Others were more concerned violence could erupt in the area.
"People are worried there may be trouble," said one man. "What will happen if he is charged?"
Black taxi tour operators reported brisk business at the mural and a "lot of people asking about Gerry".
One of the tourists stopping to take photos at the new mural was Kees Offringa from Holland. He said there was a lot of international interest in Gerry Adams' arrest. "Gerry Adams is seen as someone who was involved in peace, but not a Nelson Mandela-type figure," he said. "He would be known as a peacemaker, but as someone with a more controversial past than Mr Mandela. His arrest will be seen as a surprise internationally."
Further up the Falls Road there was more staunch support for Mr Adams.
One supporter said he believed the Sinn Fein leader's arrest was "politically motivated".
"Basically coming up to an election, people are doing their best to damage Gerry Adams and Sinn Fein," he said. "That is the reason behind this. This is very strange. If the police have the evidence they said they have from the Boston tapes, they could have had him down there before now.
"All they seem to have is the evidence of dead people – how does he challenge that in court?"
Like every other local person the Belfast Telegraph spoke to yesterday, he did not want to be named. One pensioner said of Mr Adams: "He is fairly well liked in the area.
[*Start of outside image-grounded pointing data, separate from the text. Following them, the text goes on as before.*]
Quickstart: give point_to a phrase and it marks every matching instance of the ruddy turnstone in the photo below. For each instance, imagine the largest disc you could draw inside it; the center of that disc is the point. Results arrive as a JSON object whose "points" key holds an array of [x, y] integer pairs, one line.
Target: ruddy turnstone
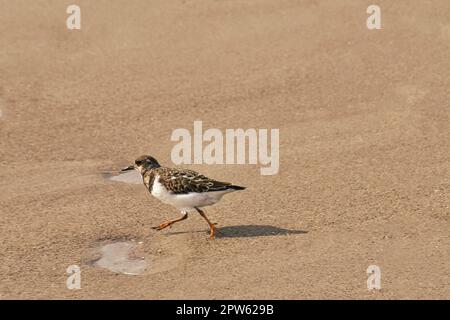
{"points": [[186, 190]]}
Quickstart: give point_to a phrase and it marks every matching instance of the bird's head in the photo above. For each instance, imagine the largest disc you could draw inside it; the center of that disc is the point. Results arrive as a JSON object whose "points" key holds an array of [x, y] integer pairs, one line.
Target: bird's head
{"points": [[143, 163]]}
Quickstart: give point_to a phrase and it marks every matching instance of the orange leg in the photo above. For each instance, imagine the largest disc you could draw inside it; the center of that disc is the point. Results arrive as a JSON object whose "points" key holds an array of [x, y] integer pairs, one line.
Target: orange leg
{"points": [[212, 227], [169, 223]]}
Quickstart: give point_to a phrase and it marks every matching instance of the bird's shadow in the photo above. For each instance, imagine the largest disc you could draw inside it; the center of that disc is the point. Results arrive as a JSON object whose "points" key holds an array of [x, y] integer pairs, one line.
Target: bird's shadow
{"points": [[245, 231]]}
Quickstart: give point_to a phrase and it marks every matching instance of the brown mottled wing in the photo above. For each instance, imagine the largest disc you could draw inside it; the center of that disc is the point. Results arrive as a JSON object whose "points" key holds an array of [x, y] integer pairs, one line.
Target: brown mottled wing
{"points": [[185, 181]]}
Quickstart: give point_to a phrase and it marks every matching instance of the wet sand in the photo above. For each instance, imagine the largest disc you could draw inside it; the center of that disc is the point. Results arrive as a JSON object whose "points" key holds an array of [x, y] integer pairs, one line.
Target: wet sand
{"points": [[364, 147]]}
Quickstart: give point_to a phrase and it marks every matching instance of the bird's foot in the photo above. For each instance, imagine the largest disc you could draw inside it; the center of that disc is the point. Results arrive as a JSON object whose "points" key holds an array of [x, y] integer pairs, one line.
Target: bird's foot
{"points": [[162, 226], [214, 231]]}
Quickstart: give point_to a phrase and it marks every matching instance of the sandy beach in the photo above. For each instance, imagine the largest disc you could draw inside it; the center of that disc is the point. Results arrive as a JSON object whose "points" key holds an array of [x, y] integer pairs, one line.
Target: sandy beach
{"points": [[364, 153]]}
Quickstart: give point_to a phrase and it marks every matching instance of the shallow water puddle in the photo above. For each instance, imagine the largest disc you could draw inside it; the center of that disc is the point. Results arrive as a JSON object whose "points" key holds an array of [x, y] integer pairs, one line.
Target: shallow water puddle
{"points": [[115, 258], [132, 177]]}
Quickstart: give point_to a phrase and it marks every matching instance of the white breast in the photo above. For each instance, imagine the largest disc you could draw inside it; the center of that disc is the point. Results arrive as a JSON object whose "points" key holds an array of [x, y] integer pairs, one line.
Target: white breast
{"points": [[186, 202]]}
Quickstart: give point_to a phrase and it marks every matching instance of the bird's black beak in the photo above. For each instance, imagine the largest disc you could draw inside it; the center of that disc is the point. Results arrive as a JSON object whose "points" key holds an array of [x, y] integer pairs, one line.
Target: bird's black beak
{"points": [[128, 168]]}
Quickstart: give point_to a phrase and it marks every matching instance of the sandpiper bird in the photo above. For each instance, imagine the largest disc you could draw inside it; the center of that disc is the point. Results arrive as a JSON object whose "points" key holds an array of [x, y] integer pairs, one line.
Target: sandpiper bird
{"points": [[187, 190]]}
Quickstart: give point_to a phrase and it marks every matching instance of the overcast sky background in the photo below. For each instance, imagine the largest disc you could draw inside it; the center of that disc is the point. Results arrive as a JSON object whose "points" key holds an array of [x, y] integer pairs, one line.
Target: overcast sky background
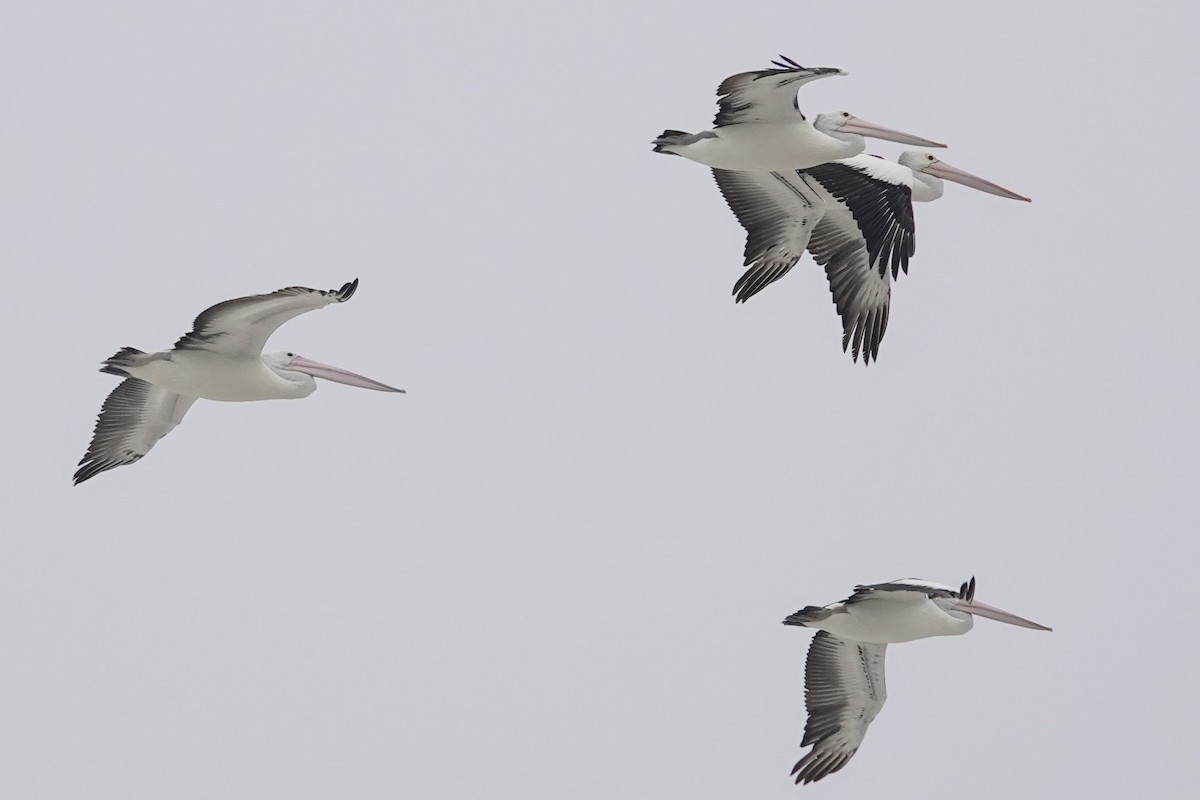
{"points": [[557, 566]]}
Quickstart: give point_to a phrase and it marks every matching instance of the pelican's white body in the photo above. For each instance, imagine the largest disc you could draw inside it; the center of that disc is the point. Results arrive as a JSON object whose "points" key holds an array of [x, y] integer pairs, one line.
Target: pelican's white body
{"points": [[221, 359], [215, 376], [893, 617], [924, 187]]}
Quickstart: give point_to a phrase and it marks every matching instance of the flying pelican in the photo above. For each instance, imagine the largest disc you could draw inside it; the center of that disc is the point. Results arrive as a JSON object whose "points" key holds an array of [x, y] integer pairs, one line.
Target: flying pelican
{"points": [[855, 216], [760, 125], [844, 686], [222, 359]]}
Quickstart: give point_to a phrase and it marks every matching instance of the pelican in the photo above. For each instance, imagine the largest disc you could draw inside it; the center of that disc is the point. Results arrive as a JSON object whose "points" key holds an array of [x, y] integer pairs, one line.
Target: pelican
{"points": [[221, 359], [844, 686], [760, 125], [855, 216]]}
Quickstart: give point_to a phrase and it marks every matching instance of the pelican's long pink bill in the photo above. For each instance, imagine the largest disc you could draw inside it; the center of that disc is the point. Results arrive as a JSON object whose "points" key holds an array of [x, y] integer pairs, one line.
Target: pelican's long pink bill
{"points": [[991, 612], [318, 370], [942, 169], [862, 127]]}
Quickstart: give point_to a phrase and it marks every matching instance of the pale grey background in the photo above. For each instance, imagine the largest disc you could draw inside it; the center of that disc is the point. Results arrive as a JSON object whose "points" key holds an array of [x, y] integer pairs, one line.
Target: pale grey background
{"points": [[557, 567]]}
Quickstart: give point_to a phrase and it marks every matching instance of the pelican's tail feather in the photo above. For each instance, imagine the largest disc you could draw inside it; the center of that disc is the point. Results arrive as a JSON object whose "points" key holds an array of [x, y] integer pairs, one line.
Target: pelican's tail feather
{"points": [[124, 359], [808, 614], [676, 139]]}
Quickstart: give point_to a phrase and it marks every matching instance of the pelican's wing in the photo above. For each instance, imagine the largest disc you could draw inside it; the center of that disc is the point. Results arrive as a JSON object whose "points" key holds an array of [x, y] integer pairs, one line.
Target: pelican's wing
{"points": [[778, 211], [922, 589], [844, 689], [877, 193], [766, 95], [241, 326], [133, 417], [861, 292]]}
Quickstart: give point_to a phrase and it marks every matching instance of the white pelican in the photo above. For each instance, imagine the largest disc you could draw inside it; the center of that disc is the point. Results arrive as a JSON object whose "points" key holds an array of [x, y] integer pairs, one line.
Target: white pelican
{"points": [[844, 686], [760, 126], [222, 359], [855, 216]]}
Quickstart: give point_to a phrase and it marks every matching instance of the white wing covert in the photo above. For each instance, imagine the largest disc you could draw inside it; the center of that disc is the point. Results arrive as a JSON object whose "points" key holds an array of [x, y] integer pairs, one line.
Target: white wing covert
{"points": [[135, 416], [861, 292], [241, 326], [766, 95], [779, 212], [844, 691]]}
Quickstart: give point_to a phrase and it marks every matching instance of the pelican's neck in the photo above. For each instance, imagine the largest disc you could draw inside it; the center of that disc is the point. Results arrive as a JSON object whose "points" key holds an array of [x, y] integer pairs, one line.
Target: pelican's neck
{"points": [[846, 145], [291, 384], [927, 187]]}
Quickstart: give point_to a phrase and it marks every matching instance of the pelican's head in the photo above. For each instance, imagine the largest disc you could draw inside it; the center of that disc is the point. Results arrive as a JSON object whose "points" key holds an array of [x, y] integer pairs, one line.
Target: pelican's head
{"points": [[961, 605], [847, 127], [930, 164], [298, 368]]}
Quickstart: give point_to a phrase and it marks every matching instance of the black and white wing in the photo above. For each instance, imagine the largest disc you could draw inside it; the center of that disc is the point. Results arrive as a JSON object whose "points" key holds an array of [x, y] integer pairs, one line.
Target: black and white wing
{"points": [[844, 690], [766, 95], [879, 196], [861, 292], [778, 211], [921, 588], [135, 416], [241, 326]]}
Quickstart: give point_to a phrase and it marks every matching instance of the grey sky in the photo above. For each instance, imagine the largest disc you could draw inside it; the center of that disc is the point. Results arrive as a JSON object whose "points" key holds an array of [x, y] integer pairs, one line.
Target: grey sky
{"points": [[557, 566]]}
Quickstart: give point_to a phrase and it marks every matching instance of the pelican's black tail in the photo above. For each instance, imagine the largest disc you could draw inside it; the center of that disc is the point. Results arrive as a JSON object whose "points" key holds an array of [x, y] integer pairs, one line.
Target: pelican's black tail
{"points": [[118, 364], [671, 138], [808, 614]]}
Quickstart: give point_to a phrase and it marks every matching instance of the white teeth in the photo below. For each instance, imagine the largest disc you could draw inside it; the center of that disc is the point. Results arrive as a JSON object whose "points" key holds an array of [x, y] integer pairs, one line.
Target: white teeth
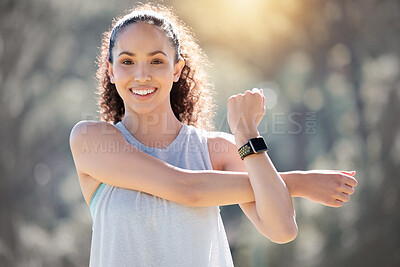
{"points": [[143, 92]]}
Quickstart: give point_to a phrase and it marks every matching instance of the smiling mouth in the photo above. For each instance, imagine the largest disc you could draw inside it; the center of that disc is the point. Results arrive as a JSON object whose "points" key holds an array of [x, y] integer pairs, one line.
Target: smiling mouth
{"points": [[143, 92]]}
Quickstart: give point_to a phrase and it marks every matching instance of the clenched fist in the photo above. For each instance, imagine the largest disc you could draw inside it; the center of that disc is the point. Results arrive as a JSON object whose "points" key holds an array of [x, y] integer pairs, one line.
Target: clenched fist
{"points": [[245, 112]]}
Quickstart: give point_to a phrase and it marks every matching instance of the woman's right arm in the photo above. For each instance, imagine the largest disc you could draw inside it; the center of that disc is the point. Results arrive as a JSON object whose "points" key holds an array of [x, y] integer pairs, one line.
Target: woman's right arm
{"points": [[100, 151]]}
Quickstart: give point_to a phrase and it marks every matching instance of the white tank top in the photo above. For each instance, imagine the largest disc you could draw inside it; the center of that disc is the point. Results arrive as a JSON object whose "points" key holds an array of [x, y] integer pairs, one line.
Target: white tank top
{"points": [[132, 228]]}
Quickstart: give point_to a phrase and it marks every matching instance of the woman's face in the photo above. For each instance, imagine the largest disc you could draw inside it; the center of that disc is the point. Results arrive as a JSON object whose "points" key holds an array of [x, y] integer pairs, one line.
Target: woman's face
{"points": [[144, 69]]}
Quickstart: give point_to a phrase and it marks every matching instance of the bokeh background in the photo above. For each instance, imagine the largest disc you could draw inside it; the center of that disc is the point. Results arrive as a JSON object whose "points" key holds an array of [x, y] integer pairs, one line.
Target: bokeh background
{"points": [[331, 74]]}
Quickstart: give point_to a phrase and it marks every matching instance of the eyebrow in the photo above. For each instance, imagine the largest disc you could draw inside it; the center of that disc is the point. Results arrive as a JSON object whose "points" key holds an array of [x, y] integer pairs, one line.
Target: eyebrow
{"points": [[149, 54]]}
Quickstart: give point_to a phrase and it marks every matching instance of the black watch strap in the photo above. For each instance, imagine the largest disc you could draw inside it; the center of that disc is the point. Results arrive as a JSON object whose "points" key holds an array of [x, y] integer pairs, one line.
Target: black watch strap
{"points": [[255, 145]]}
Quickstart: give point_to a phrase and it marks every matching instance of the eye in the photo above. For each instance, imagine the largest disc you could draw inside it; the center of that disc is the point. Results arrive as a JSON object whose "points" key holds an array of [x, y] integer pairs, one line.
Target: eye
{"points": [[157, 62], [127, 62]]}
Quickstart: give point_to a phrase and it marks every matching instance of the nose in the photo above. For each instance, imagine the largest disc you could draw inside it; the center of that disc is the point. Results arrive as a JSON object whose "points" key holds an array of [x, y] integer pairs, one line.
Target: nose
{"points": [[142, 74]]}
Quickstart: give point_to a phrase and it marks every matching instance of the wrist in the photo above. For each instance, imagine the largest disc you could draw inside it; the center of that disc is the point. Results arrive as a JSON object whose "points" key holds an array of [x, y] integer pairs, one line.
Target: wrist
{"points": [[242, 137], [293, 181]]}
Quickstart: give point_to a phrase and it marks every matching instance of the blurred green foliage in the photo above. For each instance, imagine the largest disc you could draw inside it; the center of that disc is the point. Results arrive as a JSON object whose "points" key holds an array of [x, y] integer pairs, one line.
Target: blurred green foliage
{"points": [[330, 72]]}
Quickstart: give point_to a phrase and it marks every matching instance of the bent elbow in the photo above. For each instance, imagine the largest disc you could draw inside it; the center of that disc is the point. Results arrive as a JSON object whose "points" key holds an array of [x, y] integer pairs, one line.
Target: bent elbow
{"points": [[285, 237], [188, 194]]}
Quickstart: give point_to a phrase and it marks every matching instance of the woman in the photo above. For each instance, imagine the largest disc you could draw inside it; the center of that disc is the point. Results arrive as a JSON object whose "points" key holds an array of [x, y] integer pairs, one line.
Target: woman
{"points": [[153, 180]]}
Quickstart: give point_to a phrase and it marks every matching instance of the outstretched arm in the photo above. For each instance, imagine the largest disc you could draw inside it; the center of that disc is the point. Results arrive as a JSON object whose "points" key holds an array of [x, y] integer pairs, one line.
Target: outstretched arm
{"points": [[272, 213], [100, 152]]}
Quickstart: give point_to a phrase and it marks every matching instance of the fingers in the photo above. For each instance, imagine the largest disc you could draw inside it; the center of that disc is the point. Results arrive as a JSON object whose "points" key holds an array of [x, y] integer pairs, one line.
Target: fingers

It is 40 years ago, so it is hard to know how they would bring this to court, though I suppose there are cases going back longer than that."
The man said he was "cynical" about the arrest process and suggested it was a case of going through the motions.
"It is a process they are going through," he said. "What one side gets, the other side has to be seen to get."
One local woman in her 20s, who acknowledged she wasn't a Sinn Fein voter, said: "I think he should have been arrested, but it is the timing of it coming up to an election that is the problem. The talk about support being withdrawn from police – that is not being spoken on behalf of all of us."
Other young people doing their weekend shopping at the Park Centre were more apathetic, and some not exactly sure what Gerry Adams had been arrested for.
"We are really not interested in politics," said one young woman. "I have friends who would be, but it does not really interest me."